Biodegradable microbeads are here to (hopefully) cut down on ocean pollution

Tiny plastic microbeads are used in a wide variety of products, from body washes, toothpastes, and face scrubs to paints and fillers. Unfortunately, they’re not great for our environment, and help contribute to the 8 million tons of plastic that ends up in our oceans (and in the stomach of seabirds, whales, turtles, and other marine life) every year. According to estimates, a single shower can result in 100,000 plastic microbeads being flushed down the drain.

That’s where a new project coming out of the United Kingdom’s University of Bath enters the frame. Scientists and engineers at the university have successfully engineered biodegradable cellulose microbeads, manufactured from a sustainable source. These could be used to replace the harmful plastic ones that have been banned in numerous places.

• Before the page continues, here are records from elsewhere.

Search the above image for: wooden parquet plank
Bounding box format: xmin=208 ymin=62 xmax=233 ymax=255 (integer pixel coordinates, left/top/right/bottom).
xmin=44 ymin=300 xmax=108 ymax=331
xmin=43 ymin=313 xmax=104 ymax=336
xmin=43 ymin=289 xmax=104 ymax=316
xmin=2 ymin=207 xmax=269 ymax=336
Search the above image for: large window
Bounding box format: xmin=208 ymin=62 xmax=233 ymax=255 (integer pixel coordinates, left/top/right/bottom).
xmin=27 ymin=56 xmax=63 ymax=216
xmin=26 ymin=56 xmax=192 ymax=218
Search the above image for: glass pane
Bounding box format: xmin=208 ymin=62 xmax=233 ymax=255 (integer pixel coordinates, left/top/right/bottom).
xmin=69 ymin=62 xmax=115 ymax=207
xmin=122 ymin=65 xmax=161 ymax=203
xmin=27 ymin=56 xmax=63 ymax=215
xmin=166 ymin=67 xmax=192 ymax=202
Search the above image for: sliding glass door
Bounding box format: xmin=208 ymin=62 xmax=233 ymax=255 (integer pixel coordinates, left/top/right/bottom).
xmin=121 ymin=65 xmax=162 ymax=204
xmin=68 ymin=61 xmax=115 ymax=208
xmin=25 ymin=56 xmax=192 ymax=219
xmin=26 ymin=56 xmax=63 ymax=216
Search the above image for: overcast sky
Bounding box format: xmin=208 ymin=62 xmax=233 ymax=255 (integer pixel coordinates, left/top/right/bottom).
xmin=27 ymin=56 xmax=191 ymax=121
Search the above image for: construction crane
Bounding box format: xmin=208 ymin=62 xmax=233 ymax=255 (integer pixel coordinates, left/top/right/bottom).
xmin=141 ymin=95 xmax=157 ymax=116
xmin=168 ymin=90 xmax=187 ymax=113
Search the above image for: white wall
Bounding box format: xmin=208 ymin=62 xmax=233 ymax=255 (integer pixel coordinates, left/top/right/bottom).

“We’ve developed a continuous process for the production of cellulose microbeads,” Dr. Janet Scott, reader in the department of chemistry, told Digital Trends. “As cellulose comes from plants, nature produces enzymes to break it down, thus the beads are stable in the absence of the enzymes — in personal care products, for example — but will biodegrade in the environment. Depending on size, these might even be broken down by the time they pass through the wastewater sewage plant process. This is the big difference between our microbeads and those made of plastic.”

biodegradable microbeads project 200 microns 2
Nic Delves-Broughton, University of Bath

A big question, of course, is whether the project is scalable. After all, it’s one thing to create sustainable microbeads in a lab; another to do it price-competitively in large quantities.

“Can we scale? Yes.” Scott said, emphatically. “We intentionally developed both the product and process to manufacture the product together, so that there would not need to be any major changes in the process for manufacturing. The process used can easily be scaled up as it is based on continuous flow ‘membrane emulsification.’ We force solutions of cellulose through porous tubular membranes to produce tiny droplets that are swept away by a flowing oil phase. Then we use ‘phase inversion’ to set the beads, recover the beads and recycle the oil and phase inversion solvent.”

Well, that settles it then! The project has been awarded a $1.3 million grant by the U.K.’s Engineering and Physical Sciences Research Council to develop it in for use in cosmetics and personal care products, along with agricultural products like slow-release fertilizers.